Terör ifadesi sizce de biraz abartılı olmamış mı?  ??? ???



Emine

Yazı çok hoş ve doğru gerçekten ama doğru demekle kalıyoruz ne yazıkki bi ağlamasına koşa koşa gidecek biz değiliz sanki.Nasıl bir önlem alınabilir bilemiyorum.Bir gülüşü herşeyi unutturuyor insana..

Almiş'inAnniş'i

ayçacım bence başlık sadece ayrıntı burda asıl olan konunun içeriği bence :/

Alıntı yapılan: Ayça ve pirzolası Erkin - 25 Ocak , 2007, 22:11:27
Terör ifadesi sizce de biraz abartılı olmamış mı?  ??? ???

mumkule

Aslında yazıda ifade edilenlere katılıyor ve birebir ben de yaşıyorum. Farklı olarak ben; bu yaşananların doğal bir süreç olduğuna inananlardanım. Örneğin Erkin'im geldiğinden beri beyoğluna bira içmeye gidemedim ;D Bana deselerdi ki 6 ay boyunca beyoğluna adımını atmayacaksın; ben yalnızca güler,"kıyamet koparsa belki" derdim. Kocamla da 2 aydır sinema planı yapıyoruz ama bir türlü başaramadık mesela. Çünkü ya Erkin'in banyo saati geliyor ya da kucağımda uyuyakalmak istiyor o gün. Böyle olduğunda dünya başımıza mı yıkılıyor? Tabi ki hayır. Bebeğimizi huzurla uyuttuktan sonra eşimle arşivden bir film seçiyoruz içeceklerimizi ve kuruyemişlerimizi de alıp bi güzel ev sineması keyfi yapıyoruz kendimize. Sonra kendimizle dalga geçiyoruz, "hadi kalk gidelim bütün rock barları talan edelim eskisi gibi" diyor eşim  :headbang:

Zaten bebek geldikten sonra da herşeyin eskiden olduğu gibi devam etmesini beklemek hayal olur sadece. O ancak dizlerde ve filmlerde olur. Açıkçası biraz da 3 köfteye 5 kuruş bi de cam kenarı olur.

Çeşit çeşit biberonlar, ana kucakları, hazır bezler vs. gelince, şöyle bir düşünürseniz tüm bunlar bebeğin değil annenin konforu için. Bez yıkamıyoruz çünkü hazırı var, yemek yaparken çocuğu sırtımıza bağlamıyoruz çünkü ana kucağı var. İşin bebek boyutuna gelince; evet bizim poplarımıza amerikan bezi bağladı annelerimiz. Sizce hazır bez olsaydı ne yaparlardı? Çocuğumun poposunu pişirmeyen bezler varken, teknoloji bu nimeti bize sunmuşken bunu neden eleştireyim. Tam tersine taktir ederim.

Bebeklerimize fikirlerini sormadık onları doğururken. Biz istedik, yaptık, onlar da geldiler. Bu yüzden en azından bir süre dünyanın onların etrafında dönmesine izin vermemiz gerektiğine inanıyorum. Onlar bambaşka ve apayrı bir dünyaya gözlerini açtılar.

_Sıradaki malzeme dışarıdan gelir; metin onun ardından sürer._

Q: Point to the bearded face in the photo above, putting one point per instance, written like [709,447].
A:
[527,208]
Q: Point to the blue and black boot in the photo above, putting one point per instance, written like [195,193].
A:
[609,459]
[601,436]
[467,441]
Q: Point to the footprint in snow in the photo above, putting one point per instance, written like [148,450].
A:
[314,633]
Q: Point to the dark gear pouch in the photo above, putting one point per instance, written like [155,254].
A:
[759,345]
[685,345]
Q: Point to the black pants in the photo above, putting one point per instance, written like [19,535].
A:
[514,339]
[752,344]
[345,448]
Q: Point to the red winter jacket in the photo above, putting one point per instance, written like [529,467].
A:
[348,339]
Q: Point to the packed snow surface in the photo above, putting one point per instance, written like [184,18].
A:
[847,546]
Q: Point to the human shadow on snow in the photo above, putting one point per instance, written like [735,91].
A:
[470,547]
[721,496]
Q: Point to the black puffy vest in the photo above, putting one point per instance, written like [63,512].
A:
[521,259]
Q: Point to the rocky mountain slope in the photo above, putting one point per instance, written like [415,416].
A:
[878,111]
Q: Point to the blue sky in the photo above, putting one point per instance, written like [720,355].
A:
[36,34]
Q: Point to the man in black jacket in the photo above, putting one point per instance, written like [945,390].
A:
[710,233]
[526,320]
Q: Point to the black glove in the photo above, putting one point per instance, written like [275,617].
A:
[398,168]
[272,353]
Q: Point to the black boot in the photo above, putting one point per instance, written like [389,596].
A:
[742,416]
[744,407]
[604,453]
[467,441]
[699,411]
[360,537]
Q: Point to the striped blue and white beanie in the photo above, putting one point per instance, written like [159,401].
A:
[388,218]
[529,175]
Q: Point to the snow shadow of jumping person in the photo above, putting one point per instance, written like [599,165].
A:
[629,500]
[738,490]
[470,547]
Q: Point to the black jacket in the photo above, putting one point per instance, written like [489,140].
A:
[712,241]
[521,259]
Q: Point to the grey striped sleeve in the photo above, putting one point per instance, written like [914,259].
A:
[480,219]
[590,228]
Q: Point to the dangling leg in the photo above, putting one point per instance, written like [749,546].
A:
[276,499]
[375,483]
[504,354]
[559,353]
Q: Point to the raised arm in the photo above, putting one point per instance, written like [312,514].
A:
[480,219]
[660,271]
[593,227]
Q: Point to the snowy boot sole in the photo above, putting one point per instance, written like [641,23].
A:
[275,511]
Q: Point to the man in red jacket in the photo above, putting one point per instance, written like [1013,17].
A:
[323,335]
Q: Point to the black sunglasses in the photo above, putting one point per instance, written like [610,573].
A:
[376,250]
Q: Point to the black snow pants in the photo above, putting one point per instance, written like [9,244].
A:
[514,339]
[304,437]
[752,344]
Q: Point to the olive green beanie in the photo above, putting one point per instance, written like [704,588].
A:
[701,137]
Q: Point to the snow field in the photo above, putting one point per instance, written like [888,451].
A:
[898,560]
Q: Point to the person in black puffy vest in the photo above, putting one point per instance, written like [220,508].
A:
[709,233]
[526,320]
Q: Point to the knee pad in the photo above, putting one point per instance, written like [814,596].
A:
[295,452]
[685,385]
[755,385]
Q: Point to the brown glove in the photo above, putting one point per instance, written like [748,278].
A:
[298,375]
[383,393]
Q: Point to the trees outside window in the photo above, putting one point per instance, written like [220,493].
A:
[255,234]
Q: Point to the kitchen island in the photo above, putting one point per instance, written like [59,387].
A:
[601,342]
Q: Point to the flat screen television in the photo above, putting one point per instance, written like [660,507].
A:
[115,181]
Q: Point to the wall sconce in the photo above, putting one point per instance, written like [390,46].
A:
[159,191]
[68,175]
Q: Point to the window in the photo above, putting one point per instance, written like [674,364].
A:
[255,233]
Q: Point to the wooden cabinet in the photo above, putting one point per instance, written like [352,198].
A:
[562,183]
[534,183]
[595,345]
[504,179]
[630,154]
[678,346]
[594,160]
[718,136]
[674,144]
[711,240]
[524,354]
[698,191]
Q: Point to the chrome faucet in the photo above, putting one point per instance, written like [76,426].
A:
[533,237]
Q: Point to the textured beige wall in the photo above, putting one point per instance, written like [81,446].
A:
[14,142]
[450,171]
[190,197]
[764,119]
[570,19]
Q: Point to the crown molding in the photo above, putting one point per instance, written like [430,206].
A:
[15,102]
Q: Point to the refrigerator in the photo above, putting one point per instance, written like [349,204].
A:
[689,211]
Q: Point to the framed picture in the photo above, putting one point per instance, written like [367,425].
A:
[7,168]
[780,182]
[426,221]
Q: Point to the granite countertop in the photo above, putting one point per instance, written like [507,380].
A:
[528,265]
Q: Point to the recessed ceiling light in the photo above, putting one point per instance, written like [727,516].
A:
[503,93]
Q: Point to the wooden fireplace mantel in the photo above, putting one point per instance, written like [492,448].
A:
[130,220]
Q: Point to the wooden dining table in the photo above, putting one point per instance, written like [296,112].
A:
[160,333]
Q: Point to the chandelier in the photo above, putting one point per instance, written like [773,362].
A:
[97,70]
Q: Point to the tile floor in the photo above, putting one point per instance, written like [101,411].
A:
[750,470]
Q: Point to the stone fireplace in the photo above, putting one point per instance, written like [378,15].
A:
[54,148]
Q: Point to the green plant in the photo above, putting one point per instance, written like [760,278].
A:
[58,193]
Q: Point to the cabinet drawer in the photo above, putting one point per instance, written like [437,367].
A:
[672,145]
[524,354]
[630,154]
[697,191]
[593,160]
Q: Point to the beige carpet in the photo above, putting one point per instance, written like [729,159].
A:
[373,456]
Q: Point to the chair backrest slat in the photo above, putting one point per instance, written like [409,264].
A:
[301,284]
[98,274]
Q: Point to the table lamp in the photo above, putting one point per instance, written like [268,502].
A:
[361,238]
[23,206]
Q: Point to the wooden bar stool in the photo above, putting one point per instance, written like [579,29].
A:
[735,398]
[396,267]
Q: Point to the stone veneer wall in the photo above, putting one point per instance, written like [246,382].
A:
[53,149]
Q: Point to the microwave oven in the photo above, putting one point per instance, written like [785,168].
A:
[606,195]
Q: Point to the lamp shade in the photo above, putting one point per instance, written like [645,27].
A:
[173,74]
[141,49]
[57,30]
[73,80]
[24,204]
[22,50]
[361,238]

Yaşadıkları sürecin ne zorlu olduğunu bir düşünsenize. Ben okuldayken sınıfımın değişmesine bile tahammül edemezdim. Adaptasyon süreci beni çok gererdi.

İşin bir boyutu da şu benim için; bebeğim geldiğinden beri pek çok hobimden vazgeçmek zorunda kaldım bu doğru. Eskisi kadar hür değilim bu da doğru. Ama düşünüyorum da, oğlumu  hoppidi hoppidi diye havalarda zıplatırken alnıma şapp diye damlayan salyasını, daha evvel bana zevk veren tüm uğraşlarıma 100 kere 1000 kere tercih ederim.  :love7:

Onları biz istedik, onlar da geldiler. Üstelik bize çookk muhtaçlar. İşte o yüzden terör ifadesi ve özgürlüğümü geri istiyorum nidaları bana biraz egoistçe geldi. Bebekler istediğimiz zaman agucuk bugucuk yapıp hadi şimdi uyu ya da sessiz sessiz otur diyebileceğimiz varlıklar değil ki.. Onlar bizim yavrularımız ve onlara karşı sorumluyuz. Demek ki insanların öncelikle neden bebek sahibi olduklarını çok iyi sorgulamaları gerekiyor.

Büyüdükçe anlamsız istekleri de artan ukala bir gençliğe sahip olduğumuzun ben de farkındayım. Sizce bu süreç sadece çocukların tümünü etkileyen bir salgının eseri mi? Yoksa anne ve babaların çocuklarına yaklaşımları ile mi ilgili? Bence her ikisi birden. Bizler de genç olduk. Benim ilk gençlik çağlarım "levi's pantolunun olsun da ne olursa olsun" dönemine denk geldi mesela. Çoğunlukla anlayışlı ve ağırbaşlı olan ben, levi's pantolonum yok diye ağladığımı hatırlıyorum, annemin de beni mutlu etmek için o pantolonu bana aldığını. Gençlik böyle bir şey zaten. Her dönem beraberinde yeni trendler getirecek. Benim rahmetli anneanneciğim de 15 yaşındayken kırmızı tırnak boyasının günlerce rüyalarına girdiğini anlatırdı mesela   :)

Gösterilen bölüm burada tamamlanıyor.